Ghana parliament shuts down after COVID-19 outbreak

By Dinah Matengo

ACCRA, GHANA – MARCH 01: A general view of the Parliament of Ghana during Turkish President Recep Tayyip Erdogan’s visit, in the capital Accra on March 01, 2016. (Photo by Okan Ozer/Anadolu Agency/Getty Images)

Ghana’s parliament has suspended most of its activities for three weeks after at least 17 MPs and 151 staff members were infected with the coronavirus.

House Speaker Alban Bagbin, announced on Tuesday that the legislature would be in recess until March 2 to make way for “disinfection and sanitisation of the premises”.

President Nana Akufo-Addo warned last month that infection rates were skyrocketing and threatened to overwhelm Ghana’s health system, part of a second wave of the virus across Africa that has been far more serious than the first.

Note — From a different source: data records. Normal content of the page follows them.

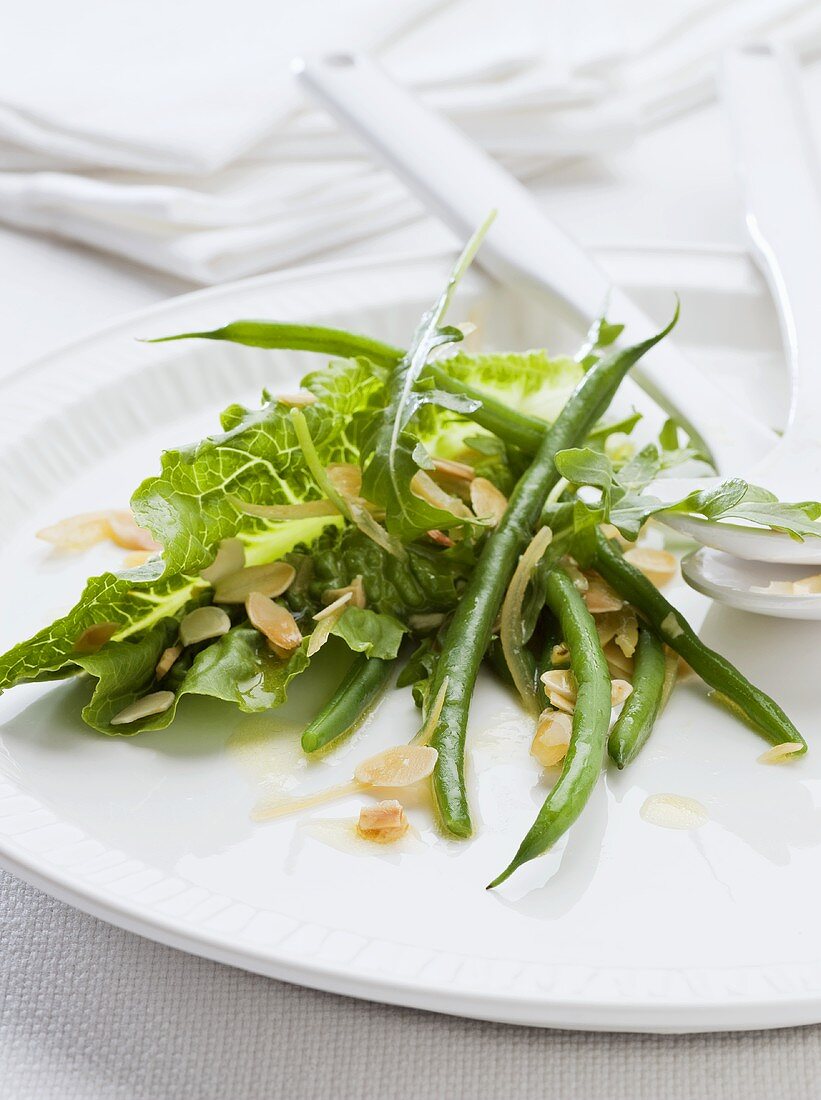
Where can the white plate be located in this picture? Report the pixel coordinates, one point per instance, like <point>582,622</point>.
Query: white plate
<point>623,926</point>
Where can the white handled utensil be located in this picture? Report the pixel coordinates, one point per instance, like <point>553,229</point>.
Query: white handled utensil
<point>783,205</point>
<point>458,182</point>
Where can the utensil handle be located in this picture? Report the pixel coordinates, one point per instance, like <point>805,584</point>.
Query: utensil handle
<point>783,205</point>
<point>461,184</point>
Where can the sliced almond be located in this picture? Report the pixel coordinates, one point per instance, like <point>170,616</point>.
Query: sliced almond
<point>78,532</point>
<point>657,565</point>
<point>486,501</point>
<point>167,660</point>
<point>674,811</point>
<point>424,486</point>
<point>155,703</point>
<point>459,471</point>
<point>553,738</point>
<point>137,558</point>
<point>356,589</point>
<point>626,636</point>
<point>230,558</point>
<point>619,691</point>
<point>383,823</point>
<point>560,689</point>
<point>346,477</point>
<point>780,754</point>
<point>267,580</point>
<point>201,624</point>
<point>299,399</point>
<point>326,620</point>
<point>402,766</point>
<point>275,622</point>
<point>95,637</point>
<point>336,606</point>
<point>600,597</point>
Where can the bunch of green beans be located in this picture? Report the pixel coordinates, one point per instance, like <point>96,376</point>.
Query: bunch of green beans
<point>671,627</point>
<point>591,721</point>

“Having regard to the upsurge in coronavirus cases in the House … I have, in consultation with leadership, decided that the sitting of the House be suspended for three weeks,” Speaker Alban Bagbin told parliament.

However, he said that parliament’s appointments committee would continue to meet to consider the ministerial nominees of Akufo-Addo, who was re-elected in December.

Ghana has reported 72,328 infections and 472 coronavirus-related deaths, some of the highest totals in West Africa.